[MRG] ENH Add `trust-ncg` option to LogisticRegression #17877

rithvikrao · 2020-07-09T22:14:14Z

Co-authored-by: Ruby Werman rubywerman@berkeley.edu

Reference Issues/PRs

Fixes #17125

What does this implement/fix? Explain your changes.

Implements trust-ncg option in LogisticRegression when multi_class = 'multinomial'.

Any other comments?

Co-authored-by: Ruby Werman <rubywerman@berkeley.edu>

thomasjpfan

During development, it would be good to benchmark these solvers comparing it with the methods already supported.

flosincapite · 2020-07-17T18:23:55Z

Hi, @thomasjpfan ! I see this PR has been languishing for a bit. Is there something else Rithvik and Ruby need to do to make this PR ready to merge?

thomasjpfan · 2020-07-17T19:16:36Z

This needs benchmarks to compare the new solvers with the current solvers.

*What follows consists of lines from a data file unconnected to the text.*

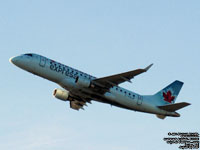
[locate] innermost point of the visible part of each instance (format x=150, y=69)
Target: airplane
x=80, y=88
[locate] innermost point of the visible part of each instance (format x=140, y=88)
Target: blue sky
x=101, y=38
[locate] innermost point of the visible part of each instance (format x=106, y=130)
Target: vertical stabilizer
x=167, y=95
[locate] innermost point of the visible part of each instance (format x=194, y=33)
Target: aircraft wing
x=114, y=80
x=77, y=104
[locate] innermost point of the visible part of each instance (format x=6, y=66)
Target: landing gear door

thomasjpfan · 2020-07-17T19:18:25Z

Removing the Draft would help with getting reviewers attention and maybe only adding one solver would be better. This way you just need to benchmark one of the solver for this PR.

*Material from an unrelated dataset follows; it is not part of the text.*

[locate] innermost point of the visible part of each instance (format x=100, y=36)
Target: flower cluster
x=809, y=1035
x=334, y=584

The test are failing as well.

rubywerman · 2020-07-22T20:55:31Z

Hi @thomasjpfan! I wrote the following benchmark to examine memory usage and was wondering if you could take a look:
The notebook is here, but I pasted the code below as well:

from sklearn.linear_model import LogisticRegression   
import numpy as np
X, y = fetch_20newsgroups_vectorized(return_X_y=True)                                                                         
%load_ext memory_profiler
%memit LogisticRegression(multi_class='multinomial', solver="lbfgs").fit(X, y)
%memit LogisticRegression(multi_class='multinomial', solver="trust-ncg").fit(X, y)
%memit LogisticRegression(multi_class='multinomial', solver="trust-krylov").fit(X, y)

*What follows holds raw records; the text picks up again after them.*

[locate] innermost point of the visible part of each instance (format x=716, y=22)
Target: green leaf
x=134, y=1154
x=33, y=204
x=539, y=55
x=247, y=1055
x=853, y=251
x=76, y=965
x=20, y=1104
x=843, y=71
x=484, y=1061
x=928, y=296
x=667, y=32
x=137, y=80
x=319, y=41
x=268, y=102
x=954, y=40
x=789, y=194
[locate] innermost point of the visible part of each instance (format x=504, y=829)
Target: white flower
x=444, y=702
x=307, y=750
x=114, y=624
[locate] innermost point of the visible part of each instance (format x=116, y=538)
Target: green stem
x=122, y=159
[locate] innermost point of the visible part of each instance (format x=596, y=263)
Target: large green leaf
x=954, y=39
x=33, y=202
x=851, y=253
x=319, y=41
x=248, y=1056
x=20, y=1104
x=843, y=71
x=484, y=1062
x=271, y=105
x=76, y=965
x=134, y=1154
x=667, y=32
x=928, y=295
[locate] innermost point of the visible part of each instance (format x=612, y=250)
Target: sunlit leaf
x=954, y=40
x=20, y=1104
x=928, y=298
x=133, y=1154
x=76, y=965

The outputs of the %memit lines were as followed:
lfbgs: peak memory: 1132.86 MiB, increment: 896.89 MiB
trust-ncg: peak memory: 458.23 MiB, increment: 55.56 MiB
trust-krylov: peak memory: 478.12 MiB, increment: 101.42 MiB

rubywerman · 2020-07-24T17:43:29Z

I removed trust-krylov in the meantime and now we pass all the tests

thomasjpfan

Thank you for the PR @rithvikrao !

sklearn/linear_model/_logistic.py

rubywerman · 2020-07-29T15:27:49Z

Hi @thomasjpfan! Thank you for the feedback, I added in your suggestions. However, I'm confused about changing the function signature for hessp– what are x and p in your suggestion, def hessp(x, p, *args):? We wrote the hessp function going off this description in the docstring of _multinomial_grad_hess:

hessp : callable Function that takes in a vector input of shape (n_classes * n_features) or (n_classes * (n_features + 1)) and returns matrix-vector product with hessian.

sklearn/linear_model/_logistic.py

thomasjpfan

The user guide needs to be updated with this new solver and describe when this would be useful.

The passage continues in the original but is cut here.